官术网_书友最值得收藏!

Fitting aggregated counts to the Poisson distribution

The Poisson distribution is named after the French mathematician Poisson, who published a thesis about it in 1837. The Poisson distribution is a discrete distribution usually associated with counts for a fixed interval of time or space. It is only defined for integer values k. For instance, we could apply it to monthly counts of rainy days. In this case, we implicitly assume that the event of a rainy day occurs at a fixed monthly rate. The goal of fitting the data to the Poisson distribution is to find the fixed rate.
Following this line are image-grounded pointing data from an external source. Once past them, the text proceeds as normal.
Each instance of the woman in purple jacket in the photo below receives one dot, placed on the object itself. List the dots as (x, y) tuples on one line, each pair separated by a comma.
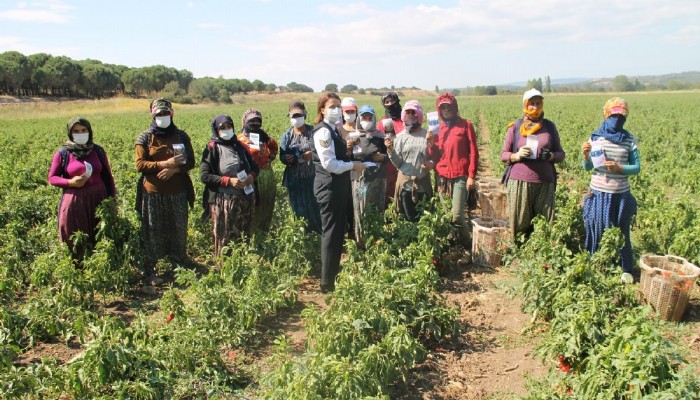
[(81, 169), (530, 150)]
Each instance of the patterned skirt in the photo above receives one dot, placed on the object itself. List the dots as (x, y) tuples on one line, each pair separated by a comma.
[(77, 212), (303, 201), (601, 211), (231, 217), (267, 192), (164, 227), (526, 200), (367, 193)]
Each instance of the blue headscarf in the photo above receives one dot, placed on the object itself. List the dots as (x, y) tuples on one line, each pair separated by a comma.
[(612, 129)]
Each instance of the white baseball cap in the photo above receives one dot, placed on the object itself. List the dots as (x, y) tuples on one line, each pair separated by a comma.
[(530, 94), (348, 103)]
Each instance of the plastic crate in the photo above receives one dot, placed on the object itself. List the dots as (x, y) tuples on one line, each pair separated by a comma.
[(666, 283)]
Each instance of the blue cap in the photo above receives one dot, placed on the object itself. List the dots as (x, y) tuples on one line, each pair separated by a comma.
[(366, 109)]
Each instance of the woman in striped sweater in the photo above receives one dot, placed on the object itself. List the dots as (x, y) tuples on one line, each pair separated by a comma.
[(613, 156)]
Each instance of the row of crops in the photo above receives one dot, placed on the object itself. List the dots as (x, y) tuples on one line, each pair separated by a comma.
[(606, 345), (184, 343)]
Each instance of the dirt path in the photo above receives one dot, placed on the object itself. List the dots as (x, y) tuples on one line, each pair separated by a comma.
[(493, 356)]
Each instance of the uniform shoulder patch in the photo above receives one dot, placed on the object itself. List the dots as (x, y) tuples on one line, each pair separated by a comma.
[(323, 136)]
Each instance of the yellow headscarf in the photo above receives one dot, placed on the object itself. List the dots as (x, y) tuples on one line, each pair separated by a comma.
[(533, 119), (616, 105)]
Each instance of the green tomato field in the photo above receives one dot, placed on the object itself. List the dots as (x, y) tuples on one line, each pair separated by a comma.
[(388, 310)]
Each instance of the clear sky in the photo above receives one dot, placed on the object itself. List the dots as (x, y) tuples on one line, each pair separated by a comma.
[(368, 44)]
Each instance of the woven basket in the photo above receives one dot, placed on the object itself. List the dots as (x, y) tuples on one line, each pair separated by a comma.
[(489, 241), (493, 200), (666, 283)]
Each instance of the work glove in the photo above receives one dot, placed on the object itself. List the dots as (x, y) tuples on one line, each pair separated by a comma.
[(545, 155), (523, 152)]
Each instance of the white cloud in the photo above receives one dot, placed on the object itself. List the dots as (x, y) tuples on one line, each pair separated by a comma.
[(210, 26), (688, 35), (346, 9), (53, 11)]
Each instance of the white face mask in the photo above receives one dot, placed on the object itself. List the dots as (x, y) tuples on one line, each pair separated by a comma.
[(297, 122), (333, 115), (163, 122), (409, 121), (80, 138), (226, 134)]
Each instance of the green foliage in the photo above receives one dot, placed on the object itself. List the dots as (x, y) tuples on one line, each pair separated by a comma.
[(382, 308)]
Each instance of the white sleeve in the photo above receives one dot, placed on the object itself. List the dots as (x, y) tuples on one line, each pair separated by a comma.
[(326, 153)]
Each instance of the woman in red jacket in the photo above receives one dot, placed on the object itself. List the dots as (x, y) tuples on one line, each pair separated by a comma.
[(456, 157)]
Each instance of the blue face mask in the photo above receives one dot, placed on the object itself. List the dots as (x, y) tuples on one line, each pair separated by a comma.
[(617, 121)]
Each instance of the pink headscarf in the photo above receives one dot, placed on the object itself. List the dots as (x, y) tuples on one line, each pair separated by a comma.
[(415, 106)]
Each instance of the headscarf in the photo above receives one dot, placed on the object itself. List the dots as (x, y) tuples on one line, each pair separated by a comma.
[(296, 106), (372, 131), (79, 151), (616, 105), (156, 106), (448, 98), (415, 106), (215, 124), (394, 111), (532, 120), (615, 111), (248, 115)]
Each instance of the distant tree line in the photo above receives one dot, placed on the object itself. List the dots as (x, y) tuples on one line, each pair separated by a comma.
[(44, 75)]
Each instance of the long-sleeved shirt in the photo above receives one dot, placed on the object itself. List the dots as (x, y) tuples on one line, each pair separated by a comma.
[(296, 144), (262, 156), (534, 171), (159, 149), (327, 146), (410, 152), (455, 150), (626, 154), (220, 163), (75, 167)]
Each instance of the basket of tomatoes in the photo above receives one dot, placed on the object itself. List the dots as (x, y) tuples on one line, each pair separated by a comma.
[(666, 283)]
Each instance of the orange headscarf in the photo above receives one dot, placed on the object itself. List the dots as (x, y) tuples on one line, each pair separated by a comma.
[(533, 119)]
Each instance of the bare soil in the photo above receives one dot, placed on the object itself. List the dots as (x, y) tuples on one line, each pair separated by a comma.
[(490, 359)]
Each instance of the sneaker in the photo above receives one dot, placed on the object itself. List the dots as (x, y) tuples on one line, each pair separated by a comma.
[(148, 290), (154, 280), (627, 278)]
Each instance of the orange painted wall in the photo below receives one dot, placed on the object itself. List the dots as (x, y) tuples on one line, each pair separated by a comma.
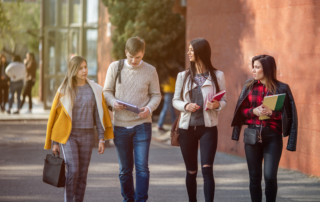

The following equations describe the probability mass function (3.5) and rate parameter (3.6) of the Poisson distribution:

How to do it...

The following steps fit using the maximum likelihood estimation (MLE) method:

  1. The imports are as follows:
    from scipy.stats.distributions import poisson
    import matplotlib.pyplot as plt
    import dautil as dl
    from scipy.optimize import minimize
    from IPython.html.widgets.interaction import interactive
    from IPython.core.display import display
    from IPython.core.display import HTML
  2. Define the function to maximize:
    def log_likelihood(k, mu):
        return poisson.logpmf(k, mu).sum()
  3. Load the data and group it by month:
    def count_rain_days(month):
        rain = dl.data.Weather.load()['RAIN']
        rain = (rain > 0).resample('M', how='sum')
        rain = dl.ts.groupby_month(rain)
        rain = rain.get_group(month)
        
        return rain
  4. Define the following visualization function:
    def plot(rain, dist, params, month):
        fig, ax = plt.subplots()
        plt.title('Fitting to the Poisson distribution ({})'.format(dl.ts.short_month(month)))
    
        # Limiting the x-asis for a better plot
        plt.xlim([0, 15])
        plt.figtext(0.5, 0.7, 'rate {:.3f}'.format(params.x[0]), alpha=0.7,
                    fontsize=14)
        plt.xlabel('# Rainy days in a month')
        plt.ylabel('Probability')
        ax.hist(dist.train, bins=dist.nbins, normed=True, label='Data')
        ax.plot(dist.x, poisson.pmf(dist.x, params.x))
  5. Define a function to serve as the entry point:
    def fit_poisson(month):
        month_index = dl.ts.month_index(month)
        rain = count_rain_days(month_index)
        
        dist = dl.stats.Distribution(rain, poisson, range=[-0.5, 19.5])
        params = minimize(log_likelihood, x0=rain.mean(), args=(rain,))
        plot(rain, dist, params, month_index)
  6. Use interactive widgets so we can display a plot for each month:
    display(interactive(fit_poisson, month=dl.nb.create_month_widget(month='May')))
    HTML(dl.report.HTMLBuilder().watermark())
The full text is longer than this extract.